Setting a Purpose for Reading
Have students read to:
- find out about Balinese farming
- learn about the cycle of rice and how it affects the cycle of life
- understand the difference between traditional organic farming methods and farming methods that utilize modern technologies
In this book, students will come across many words and terms with which they are not familiar. These words and terms are usually defined in the main text, but remind students to use the Glossary/ Pronunciation Guide on the last page of the book for pronunciation help and to remind themselves of meanings they may forget as they read through the book.
As they read, have each student compile a list of new or unfamiliar words and terms not listed in the Glossary/Pronunciation Guide. Then ask students to look up these words and terms in a dictionary or an encyclopedia and record their meanings. Have students work in pairs to create a sentence for each of the items on their lists to demonstrate understanding of the word or term and how it is used in the book.
After students have read the book, use these or similar questions to generate discussion, enhance comprehension, and develop understanding of the content. Encourage students to refer back to the text and photographs in the book to support their responses.
- Where is Bali located? What bodies of water surround Bali?
- Where does the freshwater that Balinese farmers need to grow rice come from? How does it get to the farmers’ land?
- What are the purposes of the rituals performed at the water temples? Why are these rituals important?
- What kind of business takes place at the Masceti temples during the celebrations and gatherings before the planting season?
- How is rice planted? Describe the steps.
- Once the fields are planted and flooded, what are the responsibilities of Putu and Kadek?
- When is rice ready to be harvested? How is it harvested?
- What are the three steps for getting the rice kernels off the stalks and ready to be put into bags?
- What happens in the rice fields after the harvest? What role do ducks play during this time?
- What is the “cycle of rice” the author describes?
- What was the Green Revolution in Bali?
- What happened as a result of the Green Revolution?
- How did J. Stephen Lansing help the Balinese farmers?
- What are some lasting effects—both good and bad—of the Green Revolution?
If you use literature circles during reading time, students might find the following suggestions helpful in focusing on the different roles of the group members.
- The Questioner might use questions similar to the ones in the Discussion Question section of this guide.
- The Passage Locator might look for phrases or terms about farming that were unfamiliar to the group so that the phrases and terms may be discussed to enhance understanding.
- The Illustrator might create a diagram or chart that illustrates the important stages in the cycle of rice farming in Bali.
- The Connector might find information about other traditional farming methods that are still used today.
- The Summarizer might provide a brief summary of each section of the book that the group reads.
- The Investigator might find more information about sustainable farming around the world.
There are many resource books available with more information about organizing and implementing literature circles.
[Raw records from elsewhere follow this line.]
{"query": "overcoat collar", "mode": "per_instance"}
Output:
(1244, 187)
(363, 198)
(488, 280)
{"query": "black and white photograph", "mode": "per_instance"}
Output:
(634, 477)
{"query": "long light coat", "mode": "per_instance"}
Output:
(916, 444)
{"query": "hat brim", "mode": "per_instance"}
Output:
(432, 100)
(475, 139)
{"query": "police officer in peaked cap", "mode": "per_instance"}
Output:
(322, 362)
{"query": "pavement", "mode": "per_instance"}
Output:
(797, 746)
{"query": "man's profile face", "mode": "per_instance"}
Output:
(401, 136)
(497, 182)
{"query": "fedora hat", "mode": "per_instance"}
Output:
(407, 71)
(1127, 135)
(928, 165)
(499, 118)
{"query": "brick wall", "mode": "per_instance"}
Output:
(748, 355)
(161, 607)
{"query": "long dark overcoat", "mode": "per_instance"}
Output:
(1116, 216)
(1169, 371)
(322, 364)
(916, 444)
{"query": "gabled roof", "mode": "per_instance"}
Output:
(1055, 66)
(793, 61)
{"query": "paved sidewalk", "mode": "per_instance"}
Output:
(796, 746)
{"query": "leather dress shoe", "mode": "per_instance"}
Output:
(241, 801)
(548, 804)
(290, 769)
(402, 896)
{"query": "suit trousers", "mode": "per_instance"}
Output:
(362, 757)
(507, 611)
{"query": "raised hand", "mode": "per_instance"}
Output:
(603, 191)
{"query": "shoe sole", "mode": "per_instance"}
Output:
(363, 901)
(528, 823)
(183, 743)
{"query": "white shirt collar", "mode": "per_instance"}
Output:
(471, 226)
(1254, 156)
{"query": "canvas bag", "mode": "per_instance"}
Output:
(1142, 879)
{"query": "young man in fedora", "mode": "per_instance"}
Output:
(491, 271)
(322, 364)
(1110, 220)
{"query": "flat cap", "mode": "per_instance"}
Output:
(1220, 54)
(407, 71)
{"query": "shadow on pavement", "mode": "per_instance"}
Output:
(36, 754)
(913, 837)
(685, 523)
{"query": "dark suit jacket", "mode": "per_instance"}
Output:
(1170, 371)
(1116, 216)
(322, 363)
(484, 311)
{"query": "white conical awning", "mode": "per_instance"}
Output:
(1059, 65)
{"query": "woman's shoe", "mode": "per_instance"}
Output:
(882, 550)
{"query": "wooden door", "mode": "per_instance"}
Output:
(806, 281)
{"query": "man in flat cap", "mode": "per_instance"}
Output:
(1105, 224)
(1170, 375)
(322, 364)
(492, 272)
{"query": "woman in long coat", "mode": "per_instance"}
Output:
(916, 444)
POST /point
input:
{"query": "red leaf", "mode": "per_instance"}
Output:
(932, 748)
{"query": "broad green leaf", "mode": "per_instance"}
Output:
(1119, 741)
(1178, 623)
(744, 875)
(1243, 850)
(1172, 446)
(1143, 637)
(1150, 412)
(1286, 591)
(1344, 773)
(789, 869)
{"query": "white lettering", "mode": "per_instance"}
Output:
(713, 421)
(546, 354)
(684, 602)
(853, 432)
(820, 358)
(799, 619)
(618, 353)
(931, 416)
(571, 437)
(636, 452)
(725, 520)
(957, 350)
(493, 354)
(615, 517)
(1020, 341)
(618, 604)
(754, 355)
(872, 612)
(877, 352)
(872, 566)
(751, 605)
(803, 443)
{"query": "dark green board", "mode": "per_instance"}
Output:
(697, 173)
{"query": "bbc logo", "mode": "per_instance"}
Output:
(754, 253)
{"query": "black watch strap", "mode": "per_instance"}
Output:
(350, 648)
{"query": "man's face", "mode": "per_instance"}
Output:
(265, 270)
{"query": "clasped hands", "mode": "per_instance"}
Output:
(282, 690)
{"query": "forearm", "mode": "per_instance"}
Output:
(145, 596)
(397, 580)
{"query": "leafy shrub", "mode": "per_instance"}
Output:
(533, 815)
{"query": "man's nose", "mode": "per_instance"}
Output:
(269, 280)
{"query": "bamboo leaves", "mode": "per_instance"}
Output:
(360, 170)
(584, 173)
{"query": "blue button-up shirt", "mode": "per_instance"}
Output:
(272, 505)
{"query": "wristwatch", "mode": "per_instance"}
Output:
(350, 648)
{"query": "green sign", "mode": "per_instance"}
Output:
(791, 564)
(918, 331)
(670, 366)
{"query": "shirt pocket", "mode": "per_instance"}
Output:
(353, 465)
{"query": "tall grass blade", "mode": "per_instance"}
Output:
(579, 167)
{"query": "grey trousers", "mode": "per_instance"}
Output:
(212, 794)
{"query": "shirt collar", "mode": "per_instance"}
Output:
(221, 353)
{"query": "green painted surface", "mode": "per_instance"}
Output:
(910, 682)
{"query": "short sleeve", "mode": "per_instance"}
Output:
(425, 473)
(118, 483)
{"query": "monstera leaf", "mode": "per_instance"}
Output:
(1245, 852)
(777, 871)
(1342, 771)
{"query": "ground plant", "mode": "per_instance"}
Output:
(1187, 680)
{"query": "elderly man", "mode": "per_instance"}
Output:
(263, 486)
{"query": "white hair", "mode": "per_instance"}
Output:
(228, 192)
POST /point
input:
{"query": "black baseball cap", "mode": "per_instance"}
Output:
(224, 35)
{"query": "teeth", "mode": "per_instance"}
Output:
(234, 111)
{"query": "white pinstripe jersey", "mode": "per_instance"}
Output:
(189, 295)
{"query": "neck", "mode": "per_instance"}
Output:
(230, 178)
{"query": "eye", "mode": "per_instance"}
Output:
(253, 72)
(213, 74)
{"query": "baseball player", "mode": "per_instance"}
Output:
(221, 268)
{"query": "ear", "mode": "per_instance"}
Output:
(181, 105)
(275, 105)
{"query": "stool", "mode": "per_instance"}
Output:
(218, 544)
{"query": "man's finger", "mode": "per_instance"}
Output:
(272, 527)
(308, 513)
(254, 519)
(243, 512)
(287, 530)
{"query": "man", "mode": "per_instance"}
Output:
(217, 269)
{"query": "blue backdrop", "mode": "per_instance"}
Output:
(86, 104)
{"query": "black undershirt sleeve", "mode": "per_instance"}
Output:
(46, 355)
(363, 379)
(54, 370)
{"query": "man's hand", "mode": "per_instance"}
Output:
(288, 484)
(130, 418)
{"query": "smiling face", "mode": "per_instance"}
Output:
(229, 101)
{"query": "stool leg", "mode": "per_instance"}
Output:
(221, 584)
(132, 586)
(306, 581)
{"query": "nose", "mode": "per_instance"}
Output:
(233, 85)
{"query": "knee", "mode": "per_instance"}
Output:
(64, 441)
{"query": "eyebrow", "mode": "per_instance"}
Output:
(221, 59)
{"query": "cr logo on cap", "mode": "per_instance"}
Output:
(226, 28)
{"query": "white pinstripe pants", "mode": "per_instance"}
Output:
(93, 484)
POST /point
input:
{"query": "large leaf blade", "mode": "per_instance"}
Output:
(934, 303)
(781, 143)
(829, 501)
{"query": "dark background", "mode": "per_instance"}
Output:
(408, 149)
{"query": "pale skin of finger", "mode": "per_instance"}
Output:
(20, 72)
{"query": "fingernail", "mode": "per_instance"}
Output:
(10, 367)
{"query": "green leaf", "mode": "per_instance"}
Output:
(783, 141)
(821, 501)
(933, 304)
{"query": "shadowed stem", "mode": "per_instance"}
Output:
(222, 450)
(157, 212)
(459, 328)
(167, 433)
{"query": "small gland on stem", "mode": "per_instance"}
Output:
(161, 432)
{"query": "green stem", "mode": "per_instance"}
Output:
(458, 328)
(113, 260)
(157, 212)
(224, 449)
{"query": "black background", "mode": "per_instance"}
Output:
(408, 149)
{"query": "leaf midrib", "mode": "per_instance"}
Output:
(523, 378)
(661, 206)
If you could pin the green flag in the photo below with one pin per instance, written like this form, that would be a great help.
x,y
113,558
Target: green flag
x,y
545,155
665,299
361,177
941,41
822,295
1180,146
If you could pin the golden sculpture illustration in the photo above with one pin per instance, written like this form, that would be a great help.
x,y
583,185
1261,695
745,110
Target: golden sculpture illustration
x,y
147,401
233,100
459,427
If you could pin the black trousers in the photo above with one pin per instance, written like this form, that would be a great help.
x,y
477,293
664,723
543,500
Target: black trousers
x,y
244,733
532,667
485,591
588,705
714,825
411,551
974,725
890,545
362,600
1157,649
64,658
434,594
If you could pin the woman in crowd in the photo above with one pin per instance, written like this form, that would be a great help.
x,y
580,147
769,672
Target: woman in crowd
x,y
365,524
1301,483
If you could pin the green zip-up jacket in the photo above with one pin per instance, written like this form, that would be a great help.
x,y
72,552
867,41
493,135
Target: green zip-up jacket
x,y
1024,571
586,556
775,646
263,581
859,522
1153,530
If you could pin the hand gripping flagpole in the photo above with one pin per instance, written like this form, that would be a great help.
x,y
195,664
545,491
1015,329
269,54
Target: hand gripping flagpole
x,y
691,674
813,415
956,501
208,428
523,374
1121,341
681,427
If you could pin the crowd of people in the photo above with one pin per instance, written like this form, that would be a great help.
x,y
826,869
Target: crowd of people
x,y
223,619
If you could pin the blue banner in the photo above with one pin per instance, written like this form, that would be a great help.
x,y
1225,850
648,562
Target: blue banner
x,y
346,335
Three such books you may wish to refer to are: Getting Started with Literature Circles by Katherine L. Schlick Noe and Nancy J. Johnson (Christopher-Gordon, 1999), Literature Circles: Voice And Choice in Book Clubs and Reading Groups by Harvey Daniels (Stenhouse, 2002), and Literature Circles Resource Guide by Bonnie Campbell Hill, Katherine L. Schlick Noe, and Nancy J. Johnson (Christopher-Gordon, 2000).
Use the following questions or similar ones to help students practice active reading and personalize what they have read. Suggest that students respond in reader’s journals, essays, or oral discussion.
- What did you like about this book? Why?
- How are Putu and Kadek different from you? How are they similar? What parts of their life would you enjoy? Why? What parts would you dislike? Why?
- What are your thoughts about traditional farming versus more technological farming? Do you think both methods can be sustainable? How?
- Are there any steps you or your family takes to be more environmentally friendly? Does this book make you want to be more conscious of the environment’s needs? Why or why not?
Other Writing Activities
You may wish to have students participate in one or more of the following writing activities. Set aside time for students to share and discuss their work.
- Choose a person in the book to interview. Create a list of questions to ask the person about his or her life and work.
- Pretend you are a journalist and write a short breaking news story about the Green Revolution. Include quotes from people in the community featured in the book. You may invent these “quotes” by inferring people’s thoughts and feelings based on information you read.
- After doing some research about J. Stephen Lansing, write a short biography on him.
ELL Teaching Strategies
These strategies might be helpful to use with students who are English language learners or who are learning to speak English as a second language.
- Before reading, work with students on the vocabulary in the book, including farming terms and terms describing Balinese culture and religion.
- Have students write a caption for each photograph in the book. This can be done individually, with partners, or in small groups. Encourage students to read their captions to one another.
- Read aloud a sentence from the book and have students read it aloud after you, pointing to each word as they speak. Make a recording of the trickier passages for students to listen to. Have them follow along in the book as they listen.
- Assign ELL students to read the book aloud with strong English speakers/readers.
Use some of the following activities to help students integrate their reading experiences with other curriculum areas.
- The Balinese have very few first names. The first child is Wayan or Putu, the second child is Made or Kadek, the third is Nyoman or Komang, and the fourth is Ketut. The fifth, sixth, seventh, and eighth children will be another Wayan or Putu, Made or Kadek, Nyoman or Komang, and Ketut. Let students figure out their names in Balinese, create name tags, and use their Balinese names for a day. You may wish to have students also include their surnames to avoid confusion among those with the same Balinese first names.
- Cycle of Rice, Cycle of Life discusses the geography, climate, and geology of the island of Bali. Introduce students to the other major climate and geologic regions (desert, mountain, tropics, and so on). Have students research the characteristics of the regions and then find countries or areas that have the attributes of each.
- Have students work in research groups to find out more about world hunger. The student section of the United Nations World Food Programme Web site is a good place to start. The site also includes links to games and activities that help raise students’ awareness of food and hunger around the world.
Have students visit the Free Rice Web Site and play the vocabulary game while donating rice to countries in need through the United Nations World Food Programme.
Have students work in small groups to study aspects of the environment that affect farming, for instance climate (amount of rain, seasonal temperatures, elevation, and so on), greenhouse effect, organic methods, and climate change. Students can work together to write a memo to their classmates and present their findings.
Create mini greenhouses in the classroom. Instructions for making a soda bottle greenhouse can be found at education.com . Provide supervision when students are using an X-acto knife or sharp scissors. Have students chart or graph the growth of their plants over time.
Bring in some recordings of traditional Balinese music performed by a gamelan orchestra, or find a recording online for students to listen to. Discuss the sounds students’ hear and have them speculate about the types of instruments used to produce the sounds. Interested students may research gamelan orchestras and share their findings with the class.
About the Author
Jan Reynolds is an award-winning author and photographer whose work has appeared in numerous publications, including National Geographic, The New York Times, and Outside magazine. All seven books in her Vanishing Cultures series of photo-essays for children were recognized as Notable Social Studies Trade Books for Young People. Reynolds is also an avid skier, mountain climber, and adventurer. She holds the world record for women’s high altitude skiing, was part of the first expedition to circumnavigate Mount Everest, and performed a solo crossing of the Himalaya. Reynolds lives with her husband and their two sons in Stowe, Vermont.